Noisy integrate-and-fire equation: continuation after blow-up

TL;DR

This paper develops a method to continue solutions of the integrate-and-fire equation after blow-up using random discharge models and a change of time, revealing the post-blow-up dynamics and blow-up phenomena.

Contribution

It introduces a novel approach combining random discharge models and a time change to extend solutions beyond blow-up in the integrate-and-fire equation.

Findings

Global solutions are recovered in the limit as epsilon approaches zero.

The approach describes the dynamics after blow-up using a singular measure.

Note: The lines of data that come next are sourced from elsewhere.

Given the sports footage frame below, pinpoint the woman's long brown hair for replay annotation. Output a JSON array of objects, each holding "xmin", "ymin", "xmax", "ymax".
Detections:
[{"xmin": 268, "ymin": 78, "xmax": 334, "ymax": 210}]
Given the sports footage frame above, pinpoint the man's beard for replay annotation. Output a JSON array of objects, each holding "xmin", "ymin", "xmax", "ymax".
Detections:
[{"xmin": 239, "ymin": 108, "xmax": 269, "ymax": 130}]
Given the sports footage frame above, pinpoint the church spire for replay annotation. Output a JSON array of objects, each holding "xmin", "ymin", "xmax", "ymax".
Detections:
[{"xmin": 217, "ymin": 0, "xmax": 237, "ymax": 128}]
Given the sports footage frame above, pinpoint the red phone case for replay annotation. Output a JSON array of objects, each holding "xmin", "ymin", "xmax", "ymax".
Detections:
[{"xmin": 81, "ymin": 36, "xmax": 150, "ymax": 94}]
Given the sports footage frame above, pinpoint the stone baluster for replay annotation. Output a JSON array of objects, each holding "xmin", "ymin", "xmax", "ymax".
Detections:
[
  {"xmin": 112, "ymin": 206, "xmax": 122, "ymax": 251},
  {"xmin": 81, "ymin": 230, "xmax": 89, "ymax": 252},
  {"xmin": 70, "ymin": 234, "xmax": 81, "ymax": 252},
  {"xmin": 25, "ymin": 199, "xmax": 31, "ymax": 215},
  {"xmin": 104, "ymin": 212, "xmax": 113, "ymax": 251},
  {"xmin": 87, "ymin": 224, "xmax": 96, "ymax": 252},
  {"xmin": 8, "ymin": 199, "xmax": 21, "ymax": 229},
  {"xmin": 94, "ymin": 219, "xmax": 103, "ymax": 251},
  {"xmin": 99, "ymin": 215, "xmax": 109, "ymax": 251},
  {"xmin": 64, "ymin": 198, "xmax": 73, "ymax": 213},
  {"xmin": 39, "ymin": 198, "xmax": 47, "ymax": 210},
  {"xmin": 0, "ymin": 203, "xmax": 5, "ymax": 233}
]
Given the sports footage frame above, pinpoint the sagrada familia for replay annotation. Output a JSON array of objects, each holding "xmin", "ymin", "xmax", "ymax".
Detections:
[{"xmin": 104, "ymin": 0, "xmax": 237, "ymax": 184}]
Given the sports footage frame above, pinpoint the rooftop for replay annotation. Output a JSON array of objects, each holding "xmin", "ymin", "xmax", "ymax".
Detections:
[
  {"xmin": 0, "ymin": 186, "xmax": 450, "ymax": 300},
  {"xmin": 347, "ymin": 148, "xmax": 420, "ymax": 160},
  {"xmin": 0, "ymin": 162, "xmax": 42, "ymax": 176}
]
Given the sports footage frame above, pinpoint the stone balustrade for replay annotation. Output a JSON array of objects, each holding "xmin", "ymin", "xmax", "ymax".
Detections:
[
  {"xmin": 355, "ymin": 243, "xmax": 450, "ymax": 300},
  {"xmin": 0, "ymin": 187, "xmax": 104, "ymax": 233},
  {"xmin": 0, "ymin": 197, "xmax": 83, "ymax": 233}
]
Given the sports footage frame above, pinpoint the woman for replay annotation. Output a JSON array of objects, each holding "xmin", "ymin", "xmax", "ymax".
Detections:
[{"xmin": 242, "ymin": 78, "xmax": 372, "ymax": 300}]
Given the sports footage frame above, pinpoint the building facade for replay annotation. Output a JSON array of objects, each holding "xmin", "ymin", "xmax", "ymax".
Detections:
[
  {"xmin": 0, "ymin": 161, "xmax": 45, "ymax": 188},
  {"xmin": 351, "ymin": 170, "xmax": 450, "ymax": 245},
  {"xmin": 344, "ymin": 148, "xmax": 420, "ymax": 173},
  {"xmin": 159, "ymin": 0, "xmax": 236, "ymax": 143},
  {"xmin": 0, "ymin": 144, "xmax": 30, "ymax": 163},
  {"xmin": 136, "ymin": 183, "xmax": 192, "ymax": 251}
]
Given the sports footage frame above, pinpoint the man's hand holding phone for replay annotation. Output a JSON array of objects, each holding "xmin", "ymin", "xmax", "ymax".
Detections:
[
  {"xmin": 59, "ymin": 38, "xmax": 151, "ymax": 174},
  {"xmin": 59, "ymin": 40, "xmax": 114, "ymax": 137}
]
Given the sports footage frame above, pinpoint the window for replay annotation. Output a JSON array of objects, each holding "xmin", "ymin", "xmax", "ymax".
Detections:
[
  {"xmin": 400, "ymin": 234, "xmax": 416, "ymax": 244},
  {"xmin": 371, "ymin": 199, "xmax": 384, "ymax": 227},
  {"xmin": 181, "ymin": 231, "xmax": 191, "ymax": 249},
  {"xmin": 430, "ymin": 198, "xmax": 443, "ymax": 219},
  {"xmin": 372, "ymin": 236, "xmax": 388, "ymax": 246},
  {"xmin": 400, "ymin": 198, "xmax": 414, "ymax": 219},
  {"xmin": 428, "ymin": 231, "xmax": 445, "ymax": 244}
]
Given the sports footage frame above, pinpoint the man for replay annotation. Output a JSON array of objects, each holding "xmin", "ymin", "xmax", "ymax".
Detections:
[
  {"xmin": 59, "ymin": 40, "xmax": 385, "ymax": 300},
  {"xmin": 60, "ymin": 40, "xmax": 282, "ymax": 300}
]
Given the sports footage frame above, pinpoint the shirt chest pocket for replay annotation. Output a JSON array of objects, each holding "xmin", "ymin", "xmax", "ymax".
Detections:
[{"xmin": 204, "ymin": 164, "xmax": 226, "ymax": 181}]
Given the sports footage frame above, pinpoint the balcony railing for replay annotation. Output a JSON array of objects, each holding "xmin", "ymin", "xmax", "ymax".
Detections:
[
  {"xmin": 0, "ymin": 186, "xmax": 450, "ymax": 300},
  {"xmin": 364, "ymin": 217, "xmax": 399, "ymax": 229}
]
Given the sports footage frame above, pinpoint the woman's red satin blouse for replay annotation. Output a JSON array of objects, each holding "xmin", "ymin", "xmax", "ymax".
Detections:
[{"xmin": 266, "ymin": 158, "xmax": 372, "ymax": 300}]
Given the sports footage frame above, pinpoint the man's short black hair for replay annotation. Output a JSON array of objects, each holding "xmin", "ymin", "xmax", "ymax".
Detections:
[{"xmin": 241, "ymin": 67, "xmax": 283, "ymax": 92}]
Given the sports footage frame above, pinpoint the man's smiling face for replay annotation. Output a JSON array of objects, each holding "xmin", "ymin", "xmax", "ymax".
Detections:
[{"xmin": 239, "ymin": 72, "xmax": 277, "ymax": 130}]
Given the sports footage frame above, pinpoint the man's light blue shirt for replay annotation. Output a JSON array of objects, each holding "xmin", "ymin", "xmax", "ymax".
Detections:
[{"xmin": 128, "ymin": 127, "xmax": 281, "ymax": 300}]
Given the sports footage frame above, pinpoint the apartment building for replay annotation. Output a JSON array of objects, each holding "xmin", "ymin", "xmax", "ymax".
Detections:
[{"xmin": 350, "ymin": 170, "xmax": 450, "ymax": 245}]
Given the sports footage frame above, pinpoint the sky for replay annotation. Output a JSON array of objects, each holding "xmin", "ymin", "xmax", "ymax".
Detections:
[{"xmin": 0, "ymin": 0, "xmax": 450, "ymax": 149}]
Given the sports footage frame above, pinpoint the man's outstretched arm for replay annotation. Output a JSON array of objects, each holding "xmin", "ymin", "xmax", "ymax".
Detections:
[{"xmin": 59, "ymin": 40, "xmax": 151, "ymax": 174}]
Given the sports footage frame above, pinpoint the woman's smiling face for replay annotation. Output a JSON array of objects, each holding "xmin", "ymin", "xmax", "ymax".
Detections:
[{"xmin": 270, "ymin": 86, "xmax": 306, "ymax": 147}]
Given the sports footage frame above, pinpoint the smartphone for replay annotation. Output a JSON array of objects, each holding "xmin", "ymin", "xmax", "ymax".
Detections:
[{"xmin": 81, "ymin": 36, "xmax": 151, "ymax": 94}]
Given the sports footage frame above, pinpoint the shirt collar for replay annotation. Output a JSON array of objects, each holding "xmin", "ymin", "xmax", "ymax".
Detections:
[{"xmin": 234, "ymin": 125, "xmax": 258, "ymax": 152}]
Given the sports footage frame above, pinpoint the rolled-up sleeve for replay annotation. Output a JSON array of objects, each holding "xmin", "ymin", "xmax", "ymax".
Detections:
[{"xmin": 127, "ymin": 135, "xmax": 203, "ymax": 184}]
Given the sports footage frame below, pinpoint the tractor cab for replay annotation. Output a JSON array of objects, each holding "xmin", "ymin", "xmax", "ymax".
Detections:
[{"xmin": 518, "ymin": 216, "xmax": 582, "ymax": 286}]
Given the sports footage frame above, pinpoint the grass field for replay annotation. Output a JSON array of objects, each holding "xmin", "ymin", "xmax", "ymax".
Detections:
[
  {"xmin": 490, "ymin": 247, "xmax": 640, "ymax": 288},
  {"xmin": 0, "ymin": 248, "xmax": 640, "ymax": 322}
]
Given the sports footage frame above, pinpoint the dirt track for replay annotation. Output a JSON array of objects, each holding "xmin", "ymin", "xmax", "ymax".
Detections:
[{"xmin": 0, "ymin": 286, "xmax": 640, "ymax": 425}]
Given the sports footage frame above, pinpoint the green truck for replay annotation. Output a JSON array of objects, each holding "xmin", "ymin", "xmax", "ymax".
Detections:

New estimates handle nonlinear terms effectively.

Abstract

The integrate and fire equation is a classical model for neural assemblies which can exhibit finite time blow-up. A major open problem is to understand how to continue solutions after blow-up. Here we study an approach based on random discharge models and a change of time which generates a classical global solution to the expense of a strong absorption rate 1/$\epsilon$. We prove that in the limit $\epsilon$ $\rightarrow$ 0 + , a global solution is recovered where the integrate and fire equation is reformulated with a singular measure. This describes the dynamics after blow-up and also gives information on the blow-up phenomena itself.The major difficulty is to handle nonlinear terms. To circumvent it, we establish two new estimates, a kind of equi-integrability of the discharge measure and a L 2 estimate of the density. The use of the new timescale turns out to be fundamental for those estimates.